What is data scraping in UiPath?
Data Scraping activity is used to scrape information from specific elements inside an application or web browser. The user can select one element and the Data Scraping activity will be able to scrape information for all such elements present in the window. Hence, it is useful to get data such as Title, Links, Numbers, etc.
Data Scraping in Amazon Using UiPath
We will learn how to scrape data from Amazon using UiPath RPA in this article. Amazon is an online shopping site that houses millions of data and hence contains a lot of information which can be useful for various purpose. We will search for mobiles and will scrape the product description, product name, and price. The search results will vary depending upon your country but the entire process will stay similar.
To scrape product information, we need to open up each search result. To do this we can use Data Scraping to get all the URLs or use For Each Children. Each page has approx. 20 search results and to scrape information from all of them we can use Find Children and associate it with a Click activity.
In this tutorial, we will follow a Get Children instead of Data Scraping Activity. This is because Data Scraping fails to recognize all the search results as we will witness from the following section.
Using Data Scraping Wizard
- First, open Data Scraping Wizard and select the product name as the first item, as shown in the image. Similarly, select the second result.
- Upon successfully selecting the two search results, UiPath will be able to map all the search results present on that webpage and bring up the Configure Columns Dialog Box. In this, we need to Extract Text and Extract URL and will save them under different column names.
- The Data Scraping activity is unable to get all the search results as it is evident from the image. We will use Find Children as a workaround for this issue.
Using Find Children
- First, we need an Open Browser activity which will redirect to Amazon.in, where we need a Type Into activity to search for our required keyword.
- It is assumed that an Excel File containing a bunch of keywords are present, which we will read using Read Range and then create a For Each Row activity to loop through them.
- Then, we will type the keyword into Amazon’s search box, which will bring out the search results.
- To use Find Children, we need to identify the common element with which the search results are contained. For that, we will UI Explorer in UiPath.
- We will select the search title, which will give up the following information in UI Explorer.
- The class containing the element is a-size-medium a-color-base a-text-normal, we can confirm this by Indicating the second search result using UI Explorer.
- Now, we have found the required Filter to be used with Find Children. First, we will select the entire search result using Indicate on screen as shown in the image.
- Next, we will put out a class filter that we recognized using UI Explorer.
- The tag that we have added is an essential requirement for the filter selector to work correctly. If you observe UI Explorer closely, it shows the tag just below the properties panel under Target Element. The output is saved inside the Children variable.
- Another crucial property that requires to be altered is the Scope of the Children activity. We will change the value from FIND_CHILDREN to FIND_DESCENDANTS. This asks the Find Children activity to look for all the elements descending from that element we have put in as the filter.

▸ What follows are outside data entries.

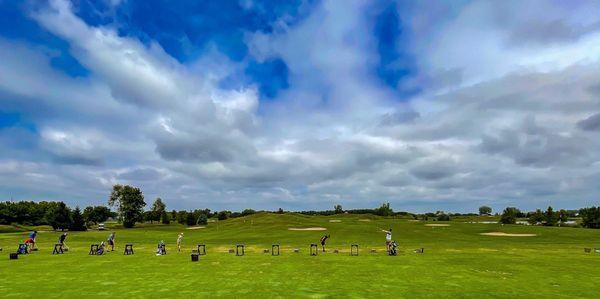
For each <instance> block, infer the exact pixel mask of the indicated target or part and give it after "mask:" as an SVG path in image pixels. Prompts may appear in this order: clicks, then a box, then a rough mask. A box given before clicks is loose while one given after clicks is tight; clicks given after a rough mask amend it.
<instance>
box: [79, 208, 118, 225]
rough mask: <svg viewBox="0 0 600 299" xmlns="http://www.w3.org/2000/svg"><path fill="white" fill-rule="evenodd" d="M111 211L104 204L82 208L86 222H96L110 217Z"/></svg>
mask: <svg viewBox="0 0 600 299" xmlns="http://www.w3.org/2000/svg"><path fill="white" fill-rule="evenodd" d="M112 215H113V213H112V212H111V211H110V209H109V208H107V207H105V206H95V207H87V208H85V209H84V210H83V219H84V220H85V222H86V223H93V224H98V223H102V222H105V221H106V220H108V218H110V217H112Z"/></svg>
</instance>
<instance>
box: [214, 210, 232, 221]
mask: <svg viewBox="0 0 600 299" xmlns="http://www.w3.org/2000/svg"><path fill="white" fill-rule="evenodd" d="M229 214H231V212H229V211H220V212H219V214H217V219H219V220H226V219H227V218H229Z"/></svg>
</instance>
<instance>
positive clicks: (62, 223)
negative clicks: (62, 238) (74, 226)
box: [45, 201, 73, 230]
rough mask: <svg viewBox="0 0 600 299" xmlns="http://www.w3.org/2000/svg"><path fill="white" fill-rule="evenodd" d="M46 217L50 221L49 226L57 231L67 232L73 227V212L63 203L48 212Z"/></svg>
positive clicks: (52, 207)
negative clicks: (71, 227) (72, 218)
mask: <svg viewBox="0 0 600 299" xmlns="http://www.w3.org/2000/svg"><path fill="white" fill-rule="evenodd" d="M45 217H46V219H47V221H48V224H49V225H50V226H52V228H53V229H55V230H56V229H61V230H65V229H67V228H69V227H71V223H73V219H72V218H71V210H70V209H69V207H67V205H66V204H65V203H64V202H62V201H61V202H59V203H57V204H56V205H55V206H54V207H52V208H51V209H49V210H48V211H46V216H45Z"/></svg>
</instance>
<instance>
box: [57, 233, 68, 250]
mask: <svg viewBox="0 0 600 299" xmlns="http://www.w3.org/2000/svg"><path fill="white" fill-rule="evenodd" d="M65 239H67V233H63V234H62V235H60V237H58V244H60V248H61V249H62V250H64V251H68V250H69V247H68V246H67V244H66V243H65Z"/></svg>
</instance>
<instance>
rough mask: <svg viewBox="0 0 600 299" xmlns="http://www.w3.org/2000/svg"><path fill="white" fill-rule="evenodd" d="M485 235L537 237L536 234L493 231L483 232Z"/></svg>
mask: <svg viewBox="0 0 600 299" xmlns="http://www.w3.org/2000/svg"><path fill="white" fill-rule="evenodd" d="M480 235H483V236H494V237H535V236H537V235H536V234H507V233H503V232H491V233H481V234H480Z"/></svg>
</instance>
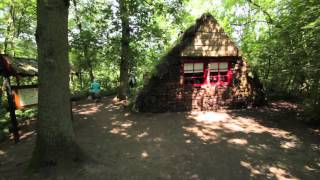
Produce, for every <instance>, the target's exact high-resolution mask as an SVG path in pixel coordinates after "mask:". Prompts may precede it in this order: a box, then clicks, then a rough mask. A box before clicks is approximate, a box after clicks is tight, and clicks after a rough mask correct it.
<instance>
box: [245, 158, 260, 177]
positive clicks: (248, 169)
mask: <svg viewBox="0 0 320 180" xmlns="http://www.w3.org/2000/svg"><path fill="white" fill-rule="evenodd" d="M240 165H241V166H242V167H245V168H246V169H248V170H249V171H250V176H255V175H260V174H262V172H261V171H260V170H259V169H258V168H257V167H253V166H252V165H251V164H250V163H248V162H245V161H241V162H240Z"/></svg>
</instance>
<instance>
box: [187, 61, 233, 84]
mask: <svg viewBox="0 0 320 180" xmlns="http://www.w3.org/2000/svg"><path fill="white" fill-rule="evenodd" d="M197 63H201V64H203V71H202V75H201V76H199V75H198V76H197V75H194V76H189V75H188V76H186V74H189V73H185V68H184V67H185V64H197ZM211 63H217V64H218V69H217V75H216V76H215V77H216V78H217V81H216V82H211V80H212V77H214V76H212V75H211V74H212V72H211V69H210V64H211ZM224 63H227V70H226V71H220V70H221V68H220V64H224ZM193 68H194V67H193ZM193 71H194V69H193ZM181 72H182V74H181V75H183V79H184V80H183V84H184V85H192V86H194V87H201V86H204V85H211V86H216V85H219V86H229V85H231V82H232V70H231V62H230V61H214V60H212V61H209V62H203V61H183V63H182V66H181ZM222 72H226V73H225V75H222ZM190 74H191V73H190ZM223 78H226V79H225V80H222V79H223ZM190 79H191V80H190ZM196 79H202V83H186V82H187V81H188V82H190V81H191V82H196Z"/></svg>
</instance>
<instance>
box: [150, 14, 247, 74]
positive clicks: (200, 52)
mask: <svg viewBox="0 0 320 180" xmlns="http://www.w3.org/2000/svg"><path fill="white" fill-rule="evenodd" d="M203 32H204V33H203ZM198 37H200V39H202V40H201V41H200V42H199V41H198V40H199V38H198ZM197 43H198V44H199V43H202V44H199V45H198V44H197ZM196 46H198V49H197V48H196V49H193V50H192V48H191V47H196ZM226 47H228V48H229V47H230V49H228V48H226ZM181 57H213V58H214V57H232V58H234V59H238V58H239V57H240V58H241V53H240V51H239V49H238V48H237V46H236V44H235V43H234V42H232V40H231V38H229V37H228V35H227V34H226V33H225V32H224V31H223V29H222V28H221V27H220V25H219V24H218V22H217V20H216V19H215V18H214V17H213V16H212V15H211V14H210V13H205V14H203V15H202V16H201V17H200V18H199V19H197V20H196V23H195V24H194V25H192V26H191V27H189V28H188V29H187V30H186V31H185V32H184V33H183V35H182V37H181V38H180V39H179V41H178V42H177V43H176V45H175V46H174V47H173V48H172V49H171V50H170V51H169V52H168V53H167V54H166V55H165V56H164V57H163V58H162V59H161V61H160V63H159V64H158V65H157V66H156V71H155V72H156V74H155V75H156V76H158V77H160V78H162V77H163V76H164V75H165V74H167V73H168V72H169V67H170V66H172V65H173V64H177V63H178V64H179V63H180V60H181Z"/></svg>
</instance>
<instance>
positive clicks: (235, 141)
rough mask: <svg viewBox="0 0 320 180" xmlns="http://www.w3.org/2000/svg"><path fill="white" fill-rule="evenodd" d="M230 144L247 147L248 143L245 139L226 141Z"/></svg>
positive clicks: (230, 140)
mask: <svg viewBox="0 0 320 180" xmlns="http://www.w3.org/2000/svg"><path fill="white" fill-rule="evenodd" d="M227 142H228V143H230V144H237V145H247V144H248V141H247V140H246V139H229V140H227Z"/></svg>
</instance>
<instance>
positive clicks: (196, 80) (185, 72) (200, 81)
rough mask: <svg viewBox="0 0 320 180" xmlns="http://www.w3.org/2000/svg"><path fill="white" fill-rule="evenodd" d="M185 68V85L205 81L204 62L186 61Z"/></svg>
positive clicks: (198, 83) (184, 77)
mask: <svg viewBox="0 0 320 180" xmlns="http://www.w3.org/2000/svg"><path fill="white" fill-rule="evenodd" d="M183 69H184V84H185V85H201V84H203V83H204V72H203V69H204V68H203V63H185V64H183Z"/></svg>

- Next, we will use the For Each activity to loop through each item that was found.
- Now, we need to change the TypeArgument from Object to UiPath.Core.UiElement. If you are unable to find this Data Type, just select Browse for Types and select UiPath.Core.UiElement.
The final output will look like this.
- This is crucial as it allows the items inside the Children variable to be used as elements inside other activities. We will include a Click activity inside For Each which will click all the search results one by one.
- Now we need three Get Text activity, for each of the information that we need starting from Name followed by M.R.P, and then finally the Product Description.
- We can also get the URL of the product by using Get Attribute activity and passing the “URL” as the attribute to look for.
- We need to add this to a Data Table in order to write it to an Excel or CSV file. Using Add Data Row we will add all Get Text values into different columns like this. We have supplied a Data Table variable DToutput where the information will be saved.
- We also need a Go Back activity to navigate to the last page so that the next click can be performed.
- We need to Build a Data Table which will contain three columns and we will add this activity at the beginning of the workflow sequence.
- The search results span for multiple pages and hence we need to assign an activity that will help UiPath to navigate to the next page. We will simply assign a Click activity and point it to the Next Button.
- The entire scraped information can be saved into a local machine by using a Write/Append Range activity which can be included inside the For Each Children loop or within For Each Row loop but needs a Clear Data Table function to be placed with it to make sure the same data is not being written multiple times.
The final output looks similar to the image above.
Note: This article is only for learning purposes only.